Vers la fin de ces dix mois, il est vrai, grâce aux plaintes de Bordin, transmises par Louise de Savoie à Marguerite d’Autriche et portées par Marguerite à la connaissance de Charles-Quint, il y eut ordre de les traiter avec plus d’égards en les gardant toujours avec beaucoup de précaution. Les serviteurs qui avaient été éloignés d’eux leurs furent rendus, ils reçurent de plus dignes vêtemens, et le reste de leur captivité fut accompagné de moins de rigueurs. Vers l’été de 1530, tout étant prêt pour l’entière exécution du traité de Cambrai, ils furent conduits par le connétable de Castille, avec autant d’appareil que de vigilance, jusqu’à la frontière d’Espagne.

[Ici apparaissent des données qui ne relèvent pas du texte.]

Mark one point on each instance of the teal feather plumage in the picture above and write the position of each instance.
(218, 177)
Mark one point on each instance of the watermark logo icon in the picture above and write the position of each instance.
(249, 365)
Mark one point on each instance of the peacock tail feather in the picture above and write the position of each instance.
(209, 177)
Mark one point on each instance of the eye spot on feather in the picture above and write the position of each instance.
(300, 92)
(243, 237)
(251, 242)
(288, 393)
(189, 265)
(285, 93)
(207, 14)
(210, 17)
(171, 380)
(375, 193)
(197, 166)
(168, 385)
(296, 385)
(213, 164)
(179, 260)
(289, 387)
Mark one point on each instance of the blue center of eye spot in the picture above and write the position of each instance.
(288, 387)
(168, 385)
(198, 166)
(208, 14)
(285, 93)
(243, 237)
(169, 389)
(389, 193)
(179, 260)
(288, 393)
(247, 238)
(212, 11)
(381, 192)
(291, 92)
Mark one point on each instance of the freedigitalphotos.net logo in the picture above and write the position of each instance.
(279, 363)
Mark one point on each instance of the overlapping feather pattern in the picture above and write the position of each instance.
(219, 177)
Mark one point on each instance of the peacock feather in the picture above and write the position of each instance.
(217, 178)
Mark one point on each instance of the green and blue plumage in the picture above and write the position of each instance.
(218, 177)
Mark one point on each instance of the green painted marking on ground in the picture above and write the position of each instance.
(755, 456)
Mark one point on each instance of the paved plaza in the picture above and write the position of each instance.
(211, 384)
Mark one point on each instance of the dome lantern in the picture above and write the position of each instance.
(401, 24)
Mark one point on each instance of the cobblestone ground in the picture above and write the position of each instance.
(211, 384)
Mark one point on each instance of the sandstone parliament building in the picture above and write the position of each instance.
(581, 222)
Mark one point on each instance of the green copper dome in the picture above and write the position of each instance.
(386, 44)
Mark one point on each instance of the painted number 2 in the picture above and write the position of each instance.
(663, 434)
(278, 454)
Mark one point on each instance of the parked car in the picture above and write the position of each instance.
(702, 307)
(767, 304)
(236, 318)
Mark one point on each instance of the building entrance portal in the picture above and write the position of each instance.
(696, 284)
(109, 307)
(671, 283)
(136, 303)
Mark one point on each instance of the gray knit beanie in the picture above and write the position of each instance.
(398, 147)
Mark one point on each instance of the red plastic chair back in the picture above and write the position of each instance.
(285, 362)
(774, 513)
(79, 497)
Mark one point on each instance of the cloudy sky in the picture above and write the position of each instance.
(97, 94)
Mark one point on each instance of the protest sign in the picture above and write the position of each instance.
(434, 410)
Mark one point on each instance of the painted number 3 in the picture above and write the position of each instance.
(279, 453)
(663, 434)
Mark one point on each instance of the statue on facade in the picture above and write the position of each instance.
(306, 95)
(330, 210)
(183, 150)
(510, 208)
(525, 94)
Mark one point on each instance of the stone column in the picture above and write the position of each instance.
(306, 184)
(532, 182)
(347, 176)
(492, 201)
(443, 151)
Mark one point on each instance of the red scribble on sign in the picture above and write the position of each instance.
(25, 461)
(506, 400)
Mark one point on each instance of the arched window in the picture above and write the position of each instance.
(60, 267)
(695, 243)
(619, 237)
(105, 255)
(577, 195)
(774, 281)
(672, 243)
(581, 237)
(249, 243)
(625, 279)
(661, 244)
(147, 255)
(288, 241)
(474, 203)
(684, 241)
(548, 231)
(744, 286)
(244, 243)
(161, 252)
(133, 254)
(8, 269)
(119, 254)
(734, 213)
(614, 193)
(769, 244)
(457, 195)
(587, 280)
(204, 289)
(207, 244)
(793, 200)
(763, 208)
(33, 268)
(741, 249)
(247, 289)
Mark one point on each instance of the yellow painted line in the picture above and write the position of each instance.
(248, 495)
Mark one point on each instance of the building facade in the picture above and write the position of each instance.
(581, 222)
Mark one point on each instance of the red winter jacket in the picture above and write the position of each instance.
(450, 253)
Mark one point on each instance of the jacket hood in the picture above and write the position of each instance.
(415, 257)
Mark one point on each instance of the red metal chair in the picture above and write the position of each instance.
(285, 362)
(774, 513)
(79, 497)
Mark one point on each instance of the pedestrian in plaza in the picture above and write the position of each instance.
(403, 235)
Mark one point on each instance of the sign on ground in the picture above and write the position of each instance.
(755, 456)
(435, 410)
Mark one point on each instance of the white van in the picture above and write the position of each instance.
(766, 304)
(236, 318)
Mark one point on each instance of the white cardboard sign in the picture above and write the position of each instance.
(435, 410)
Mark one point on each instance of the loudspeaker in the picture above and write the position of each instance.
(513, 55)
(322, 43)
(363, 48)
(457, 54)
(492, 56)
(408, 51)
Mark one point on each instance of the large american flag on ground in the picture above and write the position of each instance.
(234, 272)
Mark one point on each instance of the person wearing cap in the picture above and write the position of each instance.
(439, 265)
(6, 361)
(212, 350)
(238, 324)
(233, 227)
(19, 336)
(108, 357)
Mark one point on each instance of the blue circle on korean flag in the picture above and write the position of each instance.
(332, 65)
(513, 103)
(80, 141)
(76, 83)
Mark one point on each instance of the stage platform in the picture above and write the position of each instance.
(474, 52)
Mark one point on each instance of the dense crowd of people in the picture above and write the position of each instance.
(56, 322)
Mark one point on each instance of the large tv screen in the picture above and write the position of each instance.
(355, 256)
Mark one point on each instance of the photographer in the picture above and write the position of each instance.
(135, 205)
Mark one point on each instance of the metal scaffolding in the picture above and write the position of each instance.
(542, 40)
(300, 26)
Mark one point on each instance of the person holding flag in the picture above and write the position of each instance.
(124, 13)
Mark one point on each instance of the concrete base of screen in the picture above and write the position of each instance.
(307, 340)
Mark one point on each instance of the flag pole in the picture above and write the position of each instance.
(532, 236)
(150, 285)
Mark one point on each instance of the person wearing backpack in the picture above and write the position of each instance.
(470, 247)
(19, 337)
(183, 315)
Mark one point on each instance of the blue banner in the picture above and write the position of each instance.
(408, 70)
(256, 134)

Ils arrivèrent dans le mois de juin à Fontarabie, où les rejoignit la reine Éléonore, que le vicomte de Turenne était allé épouser à Tolède au nom du roi, et qui devait entrer en France le même jour qu’eux.

Le grand-maître Anne de Montmorency était depuis quelque temps à Bayonne avec tout ce qu’il était nécessaire de remettre aux délégués de l’empereur en échange des deux fils du roi. Il y avait porté, chargés sur des mulets, les 1,200,000 écus d’or de la rançon, les diverses pièces constatant l’abandon définitif de Naples, de Milan, de Gênes, d’Asti, les renonciations régulières aux hommages

  1. « Por que tienen opinion que ay gentes en Francia que si oviesen cosa que oviese tocado a sus personas por artc magica y de negromancia los sacarian salvamente... y quanto a los honetes se guardaron de aquellos poner en las cabecas de miedo que no volassen aca a mi partida. » — Relation de l’huissier Bordin.